ECB aims to upgrade internet payments security via new recommendations

The final recommendations, considerations and practices are aimed at governance authorities of payment schemes and all payment service providers (PSPs) such as internet card payments, including virtual card payments, as well as the registration of card payment data for use in wallet solutions, the execution of credit transfers on the internet, the issuance and amendment of direct debit electronic mandates and transfers of electronic money between two e-money accounts via the internet.

The main recommendations include:
• protect the initiation of internet payments, as well as access to sensitive payment data, by strong customer authentication;
• limit the number of log-in or authentication attempts, define rules for internet payment services session “time out” and set time limits for the validity of authentication;
• establish transaction monitoring mechanisms to prevent, detect and block fraudulent payment transactions;
• implement multiple layers of security defenses in order to mitigate identified risks;
• provide assistance and guidance to customers about best online security practices, set up alerts and provide tools to help customers monitor transactions.

The detailed recommendations will be integrated into existing oversight frameworks for payment schemes and supervisory frameworks for PSPs and are to be considered as common minimum requirements for internet payment services.
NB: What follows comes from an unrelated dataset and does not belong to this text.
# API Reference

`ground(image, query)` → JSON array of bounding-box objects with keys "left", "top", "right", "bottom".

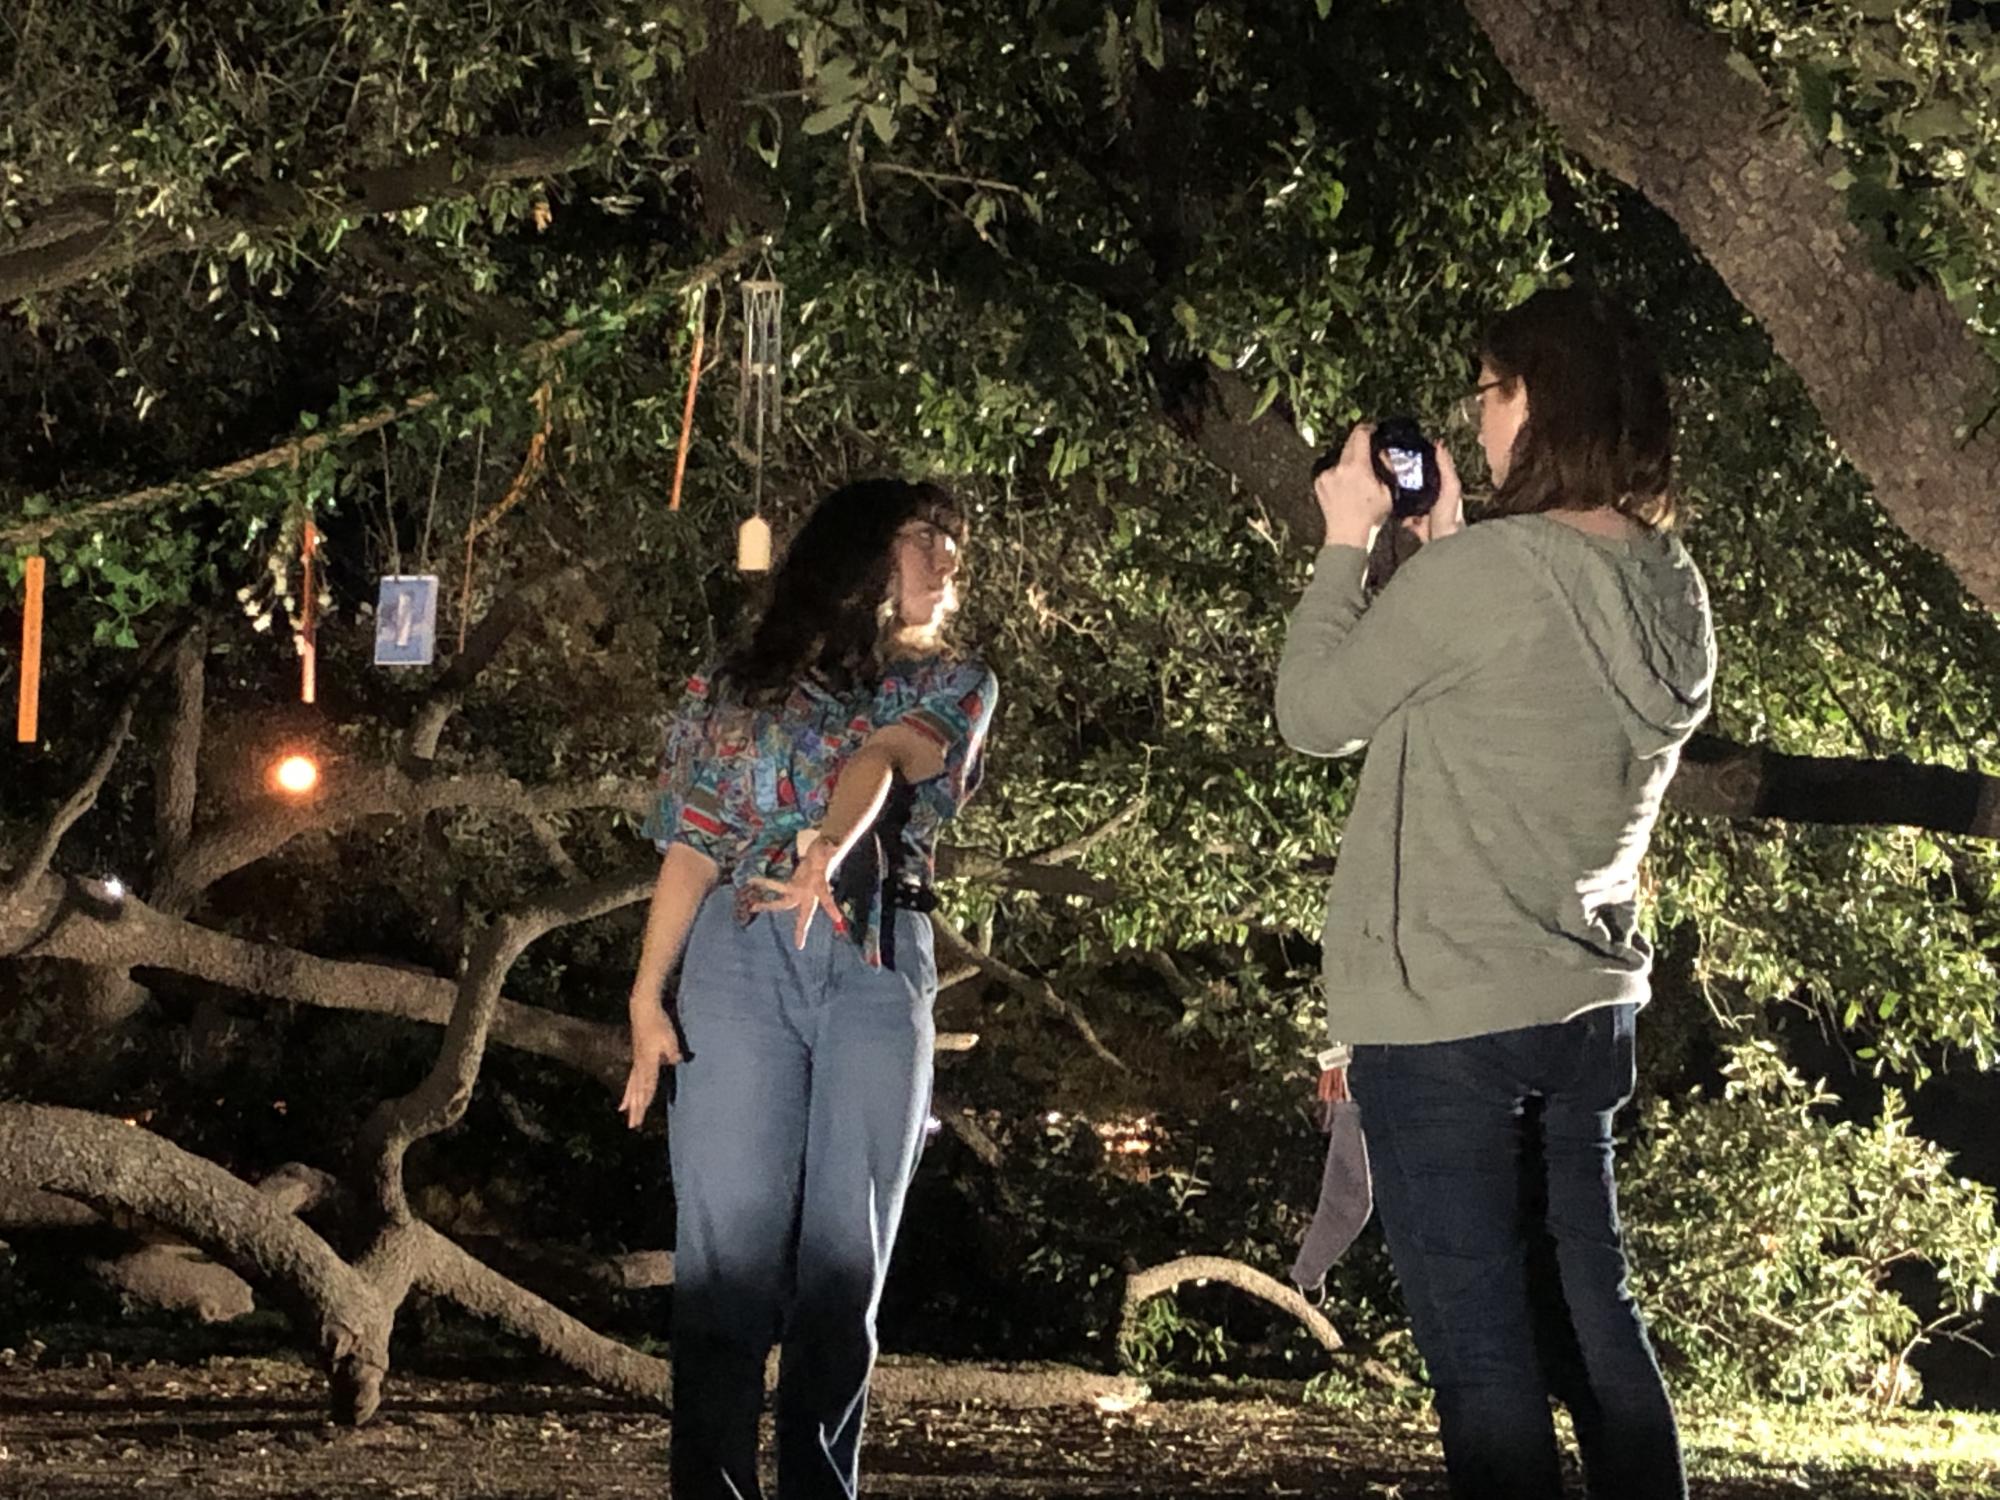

The members of the Forum are committed to support the implementation of the recommendations in their respective jurisdictions. They are expected be implemented by PSPs and governance authorities of payment schemes by 1st of February 2015.

The recommendations follow a two-month public consultation carried out in 2012 and the first achievement of the European Forum on the Security of Retail Payments (SecuRe Pay), a voluntary cooperative initiative between authorities from the European Economic Area (EEA), supervisors of payment service providers and overseers in particular, aimed at facilitating common knowledge and understanding of issues related to the security of electronic retail payment services and instruments and, where necessary, issuing recommendations.